Of course, that suggests that the government bailout was exactly the wrong thing to do.
It was management's fault. It's always management's fault. It's in the job description. But that's not a particularly satisfying or interesting answer.
I'm not sure why GM died, but there's one explanation (or rather one set of explanations) that's worth looking at. I think that it's fair to say that most strategic management scholars (and I) think that strategy matters. That organizations can effect their own performance by choosing strategies that fit their environment. The sub-field I'm working in, strategy process, is the study of how organizations monitor their environment, move information to the places in the organization best able to act upon it, and then develop strategies to fit the current environment. This side of strategy assumes strategic choice.
But there is a another side of strategy called, not entirely appropriately, determinism. These theories basically assume that strategy doesn't make a difference; that individual organizations don't really have much control over their own performance.
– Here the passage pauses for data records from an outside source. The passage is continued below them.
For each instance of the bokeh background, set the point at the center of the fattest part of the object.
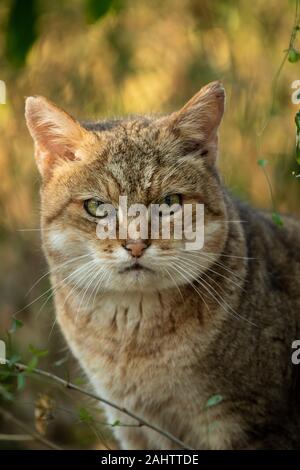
(99, 58)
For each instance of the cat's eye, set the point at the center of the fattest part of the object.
(93, 208)
(170, 200)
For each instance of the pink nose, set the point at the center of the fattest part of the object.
(136, 247)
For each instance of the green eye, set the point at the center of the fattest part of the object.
(93, 208)
(170, 199)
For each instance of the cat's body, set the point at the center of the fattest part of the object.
(192, 325)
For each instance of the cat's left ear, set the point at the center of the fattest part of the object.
(57, 136)
(197, 123)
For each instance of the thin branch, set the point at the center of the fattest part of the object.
(35, 436)
(16, 437)
(71, 386)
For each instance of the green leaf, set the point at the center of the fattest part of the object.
(21, 381)
(293, 55)
(297, 121)
(277, 219)
(262, 163)
(14, 358)
(32, 364)
(214, 400)
(15, 325)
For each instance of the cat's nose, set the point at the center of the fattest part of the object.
(136, 247)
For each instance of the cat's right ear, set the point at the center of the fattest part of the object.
(57, 136)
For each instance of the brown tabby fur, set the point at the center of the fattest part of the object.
(221, 321)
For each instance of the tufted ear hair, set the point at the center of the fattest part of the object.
(198, 121)
(57, 136)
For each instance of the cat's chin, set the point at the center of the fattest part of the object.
(140, 279)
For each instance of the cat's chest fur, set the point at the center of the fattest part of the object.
(142, 351)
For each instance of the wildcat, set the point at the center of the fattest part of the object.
(159, 329)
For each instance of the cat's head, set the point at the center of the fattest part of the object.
(148, 159)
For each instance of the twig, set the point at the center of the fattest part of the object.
(71, 386)
(35, 436)
(16, 437)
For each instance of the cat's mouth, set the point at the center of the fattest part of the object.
(136, 267)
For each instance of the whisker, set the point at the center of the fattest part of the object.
(204, 284)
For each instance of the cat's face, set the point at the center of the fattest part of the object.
(148, 160)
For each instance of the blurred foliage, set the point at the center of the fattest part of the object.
(109, 57)
(21, 30)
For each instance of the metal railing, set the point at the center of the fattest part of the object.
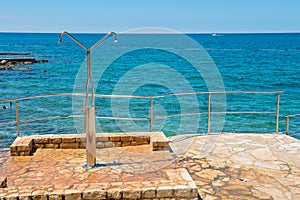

Michael Porter, who some of you have probably heard of, started strategy by more or less teaching that what industry a business is in makes all the difference -- all companies can do to help performance is choose the right industry and then work with their competitors to shape the industry by, for example, getting the government to restrict entry. Other scholars think that organizations are subject to the laws of population ecology; or that corporate routines are like genes, immutable in the organization but mutable as new organizations are created. Other scholars think that young organizations can be entrepreneurial, but then bounded rationality, risk and loss aversion, satisficing, etc., embed the existing strategy which cannot thereafter by changed. My off-the-cuff reaction is that this last description fits GM.
Miles and Snow (1978) -- a great book I recommend to lay business people and Harry -- divides up corporate functions between the entrepreneurial, the engineering and the administrative. Different companies emphasize different functions, and the result is four types of companies: prospectors, analyzers, defenders and reactors. Any of the first three can be fine, depending on the environment. Being a reactor is fatal. GM was founded to concentrate on the administrative function. Toyota and Honda focus on the engineering function, with some attention paid to the entrepreneurial function. GM never could shake its focus on the administrative function; they always thought that they could manage themselves out of the predicament. Over time, they slid from analyzer to defender to reactor, and then they died. This makes it sound as if GM could have saved itself if it had become entrepreneurial, or if its unions had allowed it some engineering slack. But GM was what it was. There's no sense telling the lobster that it could save itself from the pot if it would only sprout wings.
Of course, that suggests that the government bailout was exactly the wrong thing to do.